In fact, her character, brought to life by Prunella Scales, was a product of the real-life experiences of Tesco staff. The aim was to show that nothing was too much trouble for the Tesco team, even when dealing with a customer they would happily have locked in the deep freeze before throwing away the key.
Today, the "trolleys" work for its personal finance products is tracking better than Halifax's Howard, and the Cherokee clothing range is continuing to build momentum.
With Dotty still achieving high cut-through, nobody would have criticised Tesco for sticking with a winning combination. The fact that she has been axed indicates the company's awareness of the need for continuous adaptation and change.
By the beginning of the year, Dotty was showing her age at a time when Asda and Morrisons were competing hard on price.
Moreover, Tesco is no longer just a supermarket. Half its floor space is now dedicated to non-food; it accounts for 16 per cent of chart music sales and offers 22 financial and insurance products.
Advertising now has to deliver a potentially confusing message: that Tesco can't be beaten either on price or quality.
Will the new campaign work? Time will be the judge. But given Tesco's well-established instinct for getting it right, only a brave punter would bet against it.
The story of O2, this year's runner-up, almost echoes that of Tesco.
Not so long ago it too was the poor relation of its sector. But, via a combination of tough but necessary commercial decisions and a well-executed programme of integrated communications, it is now snapping at Orange's heels in the race to lead the UK mobile phone market.

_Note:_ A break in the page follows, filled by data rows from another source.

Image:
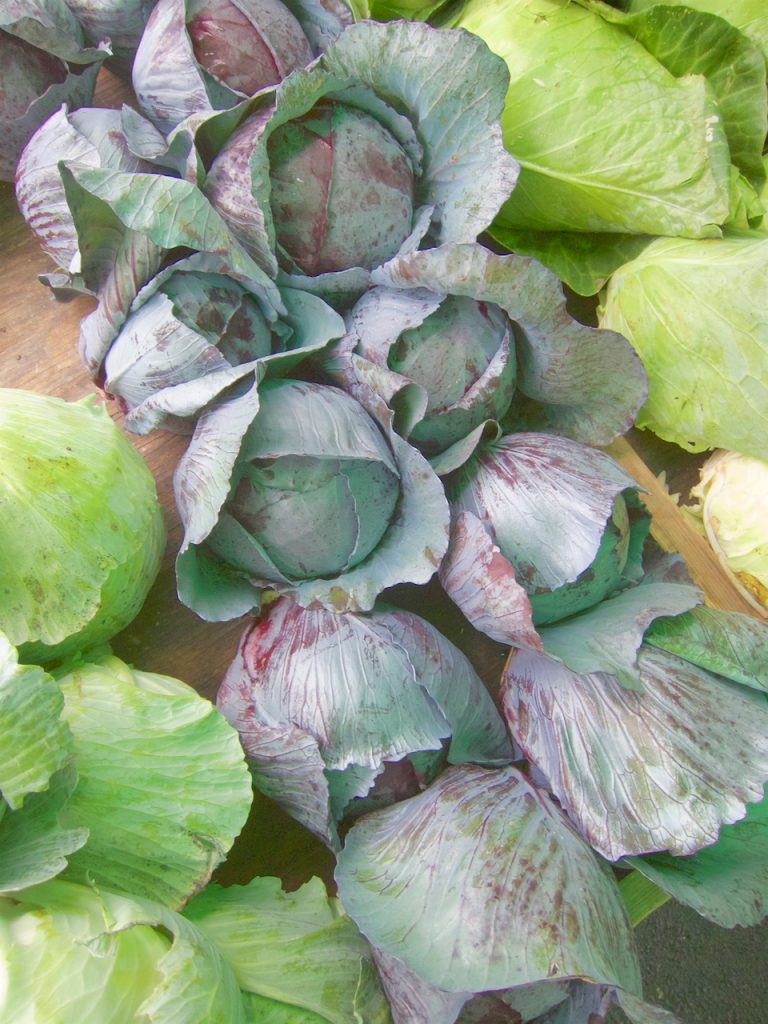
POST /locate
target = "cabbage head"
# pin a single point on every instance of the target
(694, 311)
(81, 529)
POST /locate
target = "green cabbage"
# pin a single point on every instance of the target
(81, 529)
(694, 311)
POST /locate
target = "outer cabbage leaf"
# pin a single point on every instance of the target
(125, 223)
(82, 529)
(297, 948)
(462, 172)
(232, 582)
(749, 15)
(561, 1003)
(662, 769)
(93, 136)
(728, 643)
(163, 786)
(102, 957)
(36, 741)
(691, 42)
(727, 882)
(565, 489)
(588, 162)
(694, 312)
(185, 344)
(323, 701)
(583, 260)
(34, 841)
(49, 26)
(580, 382)
(607, 637)
(481, 582)
(443, 883)
(412, 999)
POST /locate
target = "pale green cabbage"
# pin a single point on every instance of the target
(81, 529)
(733, 493)
(695, 312)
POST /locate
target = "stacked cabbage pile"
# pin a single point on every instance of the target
(286, 265)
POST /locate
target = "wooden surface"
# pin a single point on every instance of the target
(38, 337)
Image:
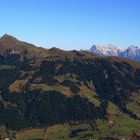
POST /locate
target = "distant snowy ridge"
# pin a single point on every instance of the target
(132, 52)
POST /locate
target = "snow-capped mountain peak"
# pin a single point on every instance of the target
(132, 52)
(108, 50)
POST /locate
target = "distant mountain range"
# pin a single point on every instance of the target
(132, 52)
(59, 95)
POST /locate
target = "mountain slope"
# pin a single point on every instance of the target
(66, 87)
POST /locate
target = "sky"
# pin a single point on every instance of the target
(72, 24)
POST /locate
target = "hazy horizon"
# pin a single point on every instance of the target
(72, 24)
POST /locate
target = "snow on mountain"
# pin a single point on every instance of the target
(108, 50)
(132, 52)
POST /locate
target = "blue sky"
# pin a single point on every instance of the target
(72, 24)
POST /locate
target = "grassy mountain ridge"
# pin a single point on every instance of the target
(42, 87)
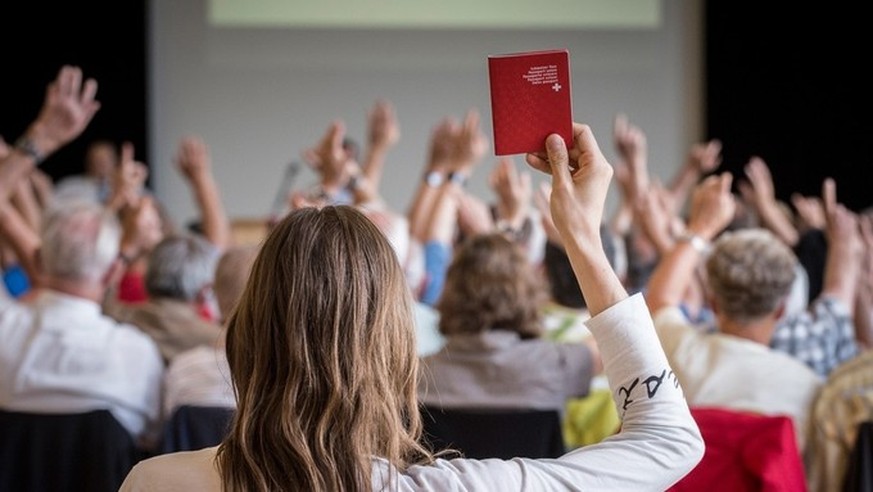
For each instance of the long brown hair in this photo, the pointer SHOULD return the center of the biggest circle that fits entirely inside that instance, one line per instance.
(322, 356)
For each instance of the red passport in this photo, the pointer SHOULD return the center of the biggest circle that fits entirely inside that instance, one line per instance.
(530, 99)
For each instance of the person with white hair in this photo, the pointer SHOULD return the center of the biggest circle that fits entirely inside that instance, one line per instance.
(60, 354)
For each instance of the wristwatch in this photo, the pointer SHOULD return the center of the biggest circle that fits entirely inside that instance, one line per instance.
(433, 179)
(26, 146)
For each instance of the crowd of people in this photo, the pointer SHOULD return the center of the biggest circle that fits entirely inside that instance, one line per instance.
(701, 290)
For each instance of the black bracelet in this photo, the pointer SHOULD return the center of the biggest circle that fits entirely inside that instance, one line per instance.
(26, 146)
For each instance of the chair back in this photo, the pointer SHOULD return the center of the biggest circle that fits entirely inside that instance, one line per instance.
(745, 452)
(195, 427)
(859, 469)
(494, 433)
(88, 451)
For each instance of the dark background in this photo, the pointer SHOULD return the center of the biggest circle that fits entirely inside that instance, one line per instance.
(107, 39)
(791, 87)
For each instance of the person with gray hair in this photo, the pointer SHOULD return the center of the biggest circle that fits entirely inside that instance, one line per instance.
(200, 376)
(59, 353)
(180, 312)
(75, 358)
(749, 274)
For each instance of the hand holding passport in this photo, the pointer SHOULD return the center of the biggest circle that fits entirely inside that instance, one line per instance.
(530, 99)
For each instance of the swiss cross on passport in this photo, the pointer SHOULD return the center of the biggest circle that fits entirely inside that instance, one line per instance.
(530, 99)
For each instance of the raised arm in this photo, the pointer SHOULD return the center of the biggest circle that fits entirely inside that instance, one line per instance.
(712, 208)
(128, 180)
(656, 420)
(383, 133)
(68, 107)
(580, 181)
(843, 263)
(195, 164)
(22, 238)
(703, 158)
(758, 190)
(864, 296)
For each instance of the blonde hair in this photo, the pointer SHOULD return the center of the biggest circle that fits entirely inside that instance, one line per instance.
(490, 284)
(750, 272)
(322, 356)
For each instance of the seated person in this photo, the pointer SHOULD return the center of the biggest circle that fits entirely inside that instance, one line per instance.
(749, 274)
(325, 381)
(495, 356)
(60, 354)
(180, 309)
(200, 376)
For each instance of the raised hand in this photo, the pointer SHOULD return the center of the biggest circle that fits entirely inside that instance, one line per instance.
(68, 107)
(142, 228)
(384, 130)
(193, 159)
(580, 182)
(128, 181)
(705, 156)
(712, 206)
(759, 192)
(473, 214)
(469, 143)
(654, 213)
(631, 144)
(810, 211)
(328, 158)
(541, 199)
(513, 190)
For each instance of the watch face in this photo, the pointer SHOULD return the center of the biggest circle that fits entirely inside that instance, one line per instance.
(434, 179)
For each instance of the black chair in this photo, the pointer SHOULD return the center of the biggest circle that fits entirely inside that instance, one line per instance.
(87, 451)
(194, 427)
(494, 433)
(859, 469)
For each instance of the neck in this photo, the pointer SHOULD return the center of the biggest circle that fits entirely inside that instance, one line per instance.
(90, 290)
(760, 331)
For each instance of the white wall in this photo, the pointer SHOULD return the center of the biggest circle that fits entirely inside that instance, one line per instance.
(260, 96)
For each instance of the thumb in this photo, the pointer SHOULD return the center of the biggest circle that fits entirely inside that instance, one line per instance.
(559, 161)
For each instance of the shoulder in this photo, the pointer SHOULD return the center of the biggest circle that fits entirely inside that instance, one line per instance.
(130, 338)
(187, 470)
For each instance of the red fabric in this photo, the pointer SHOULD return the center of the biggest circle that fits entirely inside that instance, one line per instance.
(131, 288)
(745, 452)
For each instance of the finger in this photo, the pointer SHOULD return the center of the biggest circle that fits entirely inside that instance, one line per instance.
(725, 181)
(829, 194)
(538, 162)
(127, 152)
(66, 79)
(524, 182)
(558, 159)
(89, 92)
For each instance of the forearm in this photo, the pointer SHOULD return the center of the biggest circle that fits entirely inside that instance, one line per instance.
(841, 273)
(216, 226)
(23, 240)
(421, 209)
(863, 319)
(373, 165)
(683, 182)
(25, 201)
(14, 169)
(600, 285)
(672, 277)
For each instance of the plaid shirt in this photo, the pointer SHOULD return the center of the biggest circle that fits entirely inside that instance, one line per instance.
(822, 337)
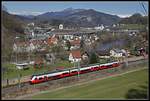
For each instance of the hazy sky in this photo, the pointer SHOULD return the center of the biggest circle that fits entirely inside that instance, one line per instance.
(120, 8)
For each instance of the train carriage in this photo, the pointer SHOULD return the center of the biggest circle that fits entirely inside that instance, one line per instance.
(70, 72)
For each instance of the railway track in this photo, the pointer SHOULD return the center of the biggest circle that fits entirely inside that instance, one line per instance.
(25, 87)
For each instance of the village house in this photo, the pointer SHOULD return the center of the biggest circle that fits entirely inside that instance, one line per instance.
(75, 44)
(118, 53)
(52, 40)
(85, 56)
(75, 56)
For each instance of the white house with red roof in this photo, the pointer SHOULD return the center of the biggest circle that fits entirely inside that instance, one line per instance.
(75, 44)
(75, 56)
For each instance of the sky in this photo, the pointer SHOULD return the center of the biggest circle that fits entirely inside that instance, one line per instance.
(120, 8)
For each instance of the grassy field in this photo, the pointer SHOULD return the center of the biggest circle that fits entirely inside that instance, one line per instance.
(109, 88)
(13, 72)
(132, 26)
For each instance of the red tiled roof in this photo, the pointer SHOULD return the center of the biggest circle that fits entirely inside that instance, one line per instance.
(51, 40)
(75, 42)
(76, 54)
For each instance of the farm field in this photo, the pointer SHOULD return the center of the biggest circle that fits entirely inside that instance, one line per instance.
(130, 85)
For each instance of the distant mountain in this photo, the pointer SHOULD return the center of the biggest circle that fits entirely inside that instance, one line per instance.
(79, 17)
(136, 18)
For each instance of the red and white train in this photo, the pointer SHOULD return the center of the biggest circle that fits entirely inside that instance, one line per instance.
(70, 72)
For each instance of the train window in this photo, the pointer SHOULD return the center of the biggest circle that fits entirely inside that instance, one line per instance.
(73, 71)
(65, 73)
(40, 78)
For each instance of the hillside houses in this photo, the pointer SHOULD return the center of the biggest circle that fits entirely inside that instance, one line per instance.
(75, 56)
(118, 53)
(75, 44)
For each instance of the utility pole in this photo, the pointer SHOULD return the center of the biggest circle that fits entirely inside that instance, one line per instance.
(78, 63)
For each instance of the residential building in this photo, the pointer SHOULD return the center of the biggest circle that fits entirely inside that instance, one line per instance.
(75, 56)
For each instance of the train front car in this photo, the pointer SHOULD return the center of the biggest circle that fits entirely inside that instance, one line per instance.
(32, 80)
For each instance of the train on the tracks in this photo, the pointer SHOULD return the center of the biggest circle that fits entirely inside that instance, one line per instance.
(71, 72)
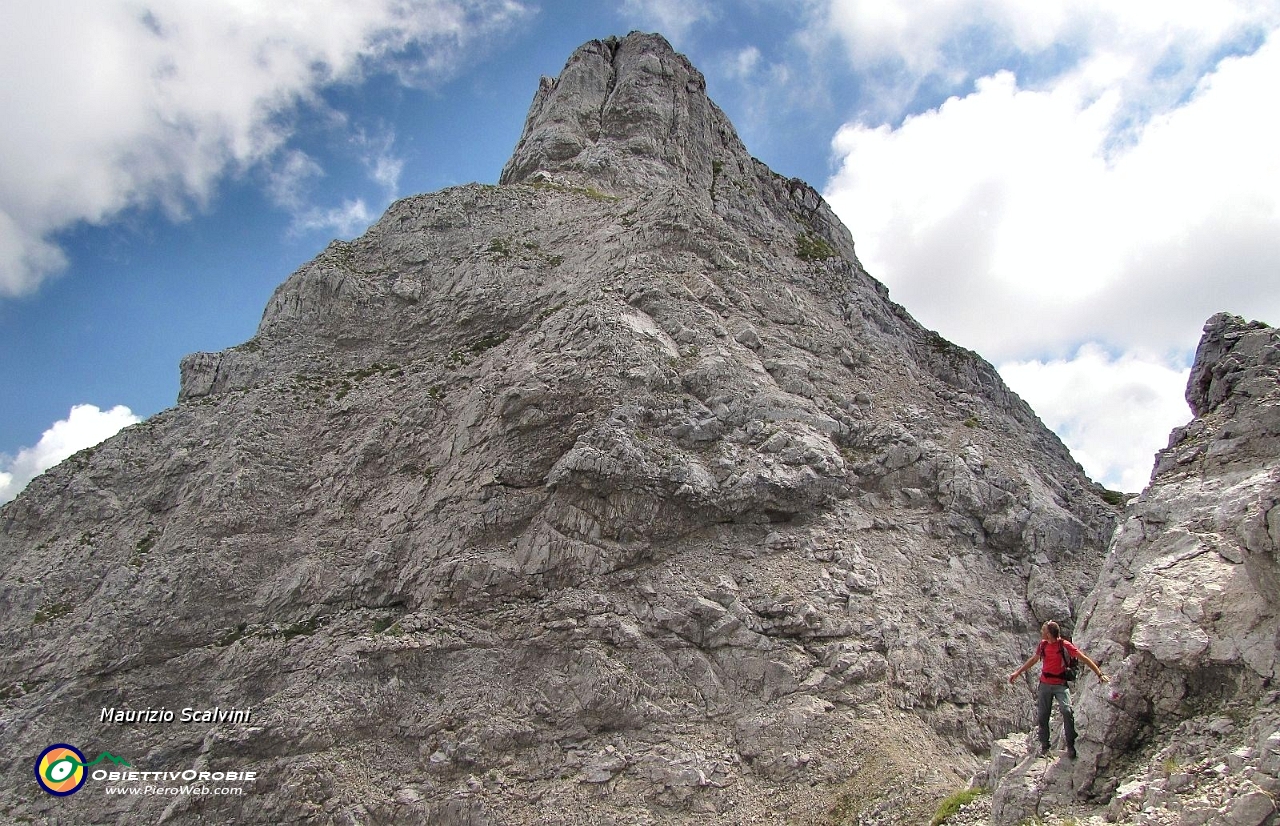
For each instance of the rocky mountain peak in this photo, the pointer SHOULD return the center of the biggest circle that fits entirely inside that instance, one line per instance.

And, like Tesco, O2 is also showing that building a brand long term while driving short-term sales are not mutually exclusive.
Three years ago, newly de-merged from British Telecom, the cash-strapped former BT Cellnet was a late entrant into a market dominated by Orange and Vodafone. Its future depended on a new generation of mobiles for which consumer demand was unproven. Without a strong brand, O2 looked ripe for takeover.
However, the doom merchants have been proved wrong. Under Peter Erskine, the chief executive, O2 has not just survived but, by building its brand, has become a formidable competitor in a cut-throat market.
Today, O2 has a market share approaching 25 per cent, making it almost as large as Vodafone. In May, it reported its first pre-tax profits - of £95 million - compared with a £10 billion loss in the previous year.
By any standards, it has been an astonishing achievement brought about via a combination of some ruthless action vital to get the company in fighting order, upgrading its customer services and sprucing up its retail outlets. Meanwhile, a new brand identity devised by WPP's Lambie-Nairn and advertising through Vallance Carruthers Coleman Priest have articulated its growing confidence.
As the citation accompanying this year's Grand Prix awarded to O2 and VCCP at the IPA Effectiveness Awards points out, O2 "has been transformed into a vibrant brand and a thriving business. The case is emblematic of how brand engineering can transform every facet of a business."
Recent winners: Honda (2003); Scottish Courage (2002); COI Communications (2001); Heinz (2000); French Connection (1999).